И однажды мы провели вместе вечер. И, глядя на нее, такую спокойную и милую, я вдруг поняла, что мне, в рамках моего скудного жизненного опыта, совершенно нечем ее шокировать и, наоборот, скорее всего она, не меняя интонации, скажет между делом что-то такое, от чего я неожиданно поперхнусь и каркну. А она, вежливо переждав мое смущение, как ни в чем не бывало продолжит «ля-ля-ля-ля, Марта, ля-ля-ля-ля...». Она так жестко контролирует себя, что лучше бы ей не срываться, это будет означать, что произошла беда, очень большая беда, вы же понимаете... И мне захотелось оказаться рядом, если такое случится, но не из любопытства, а чтобы поддержать эту чужую, слишком недоверчивую девочку.
Я вспоминаю другую женщину с тем же именем.
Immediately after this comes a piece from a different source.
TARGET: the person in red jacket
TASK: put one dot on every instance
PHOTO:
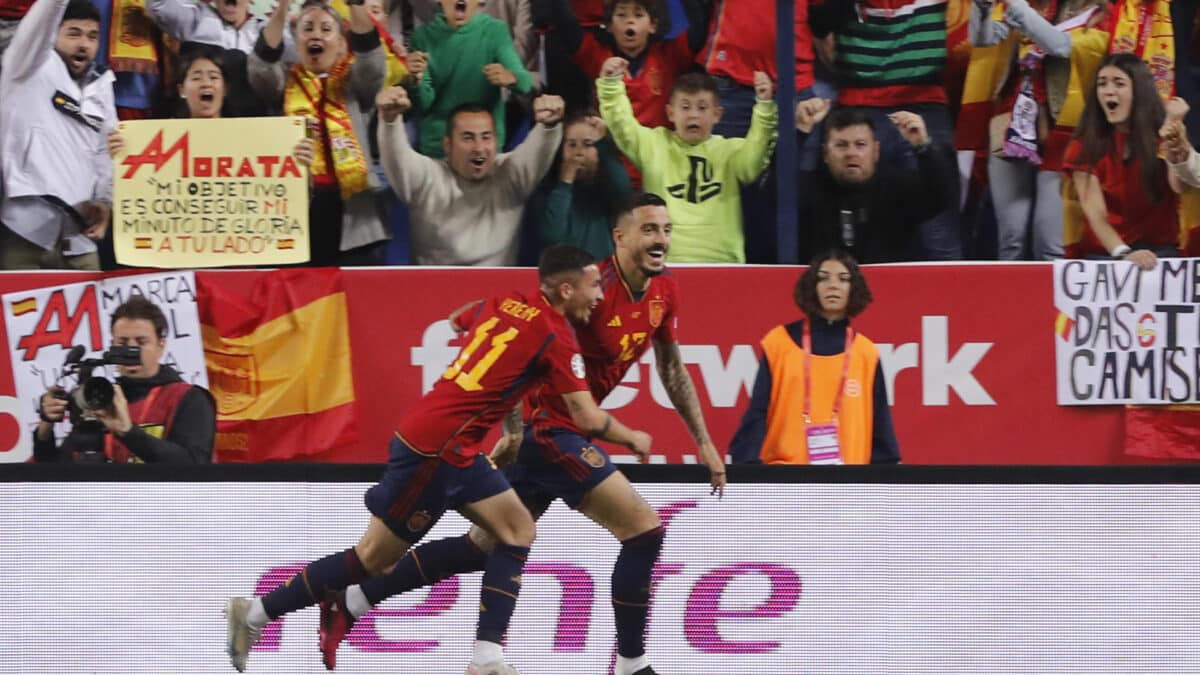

Когда мы познакомились, ее лицо меня ужаснуло. До того я полагала, что «уродливый» – это некто с физическим недостатком, с какой-то патологической несимметричностью черт или еще с чем подобным. Но я видела обыкновенное личико, с круглыми ноздрями и большим узким ртом, с длинными верхними и нижними веками, прикрывающими голубые глаза. Страшны в нем были не черты, а выражение – неотчетливое, мутное, плавающее. Я каждый раз подходила к ней с твердым намерением вглядеться и запомнить, но буквально через пару минут ее лицо начинало двоиться и покачиваться, вызывая у меня вполне натуральную морскую болезнь. Она много говорила, улыбалась, кивала, и через несколько минут собеседника охватывала тихая необъяснимая тоска, которая длилась еще некоторое время после ее ухода.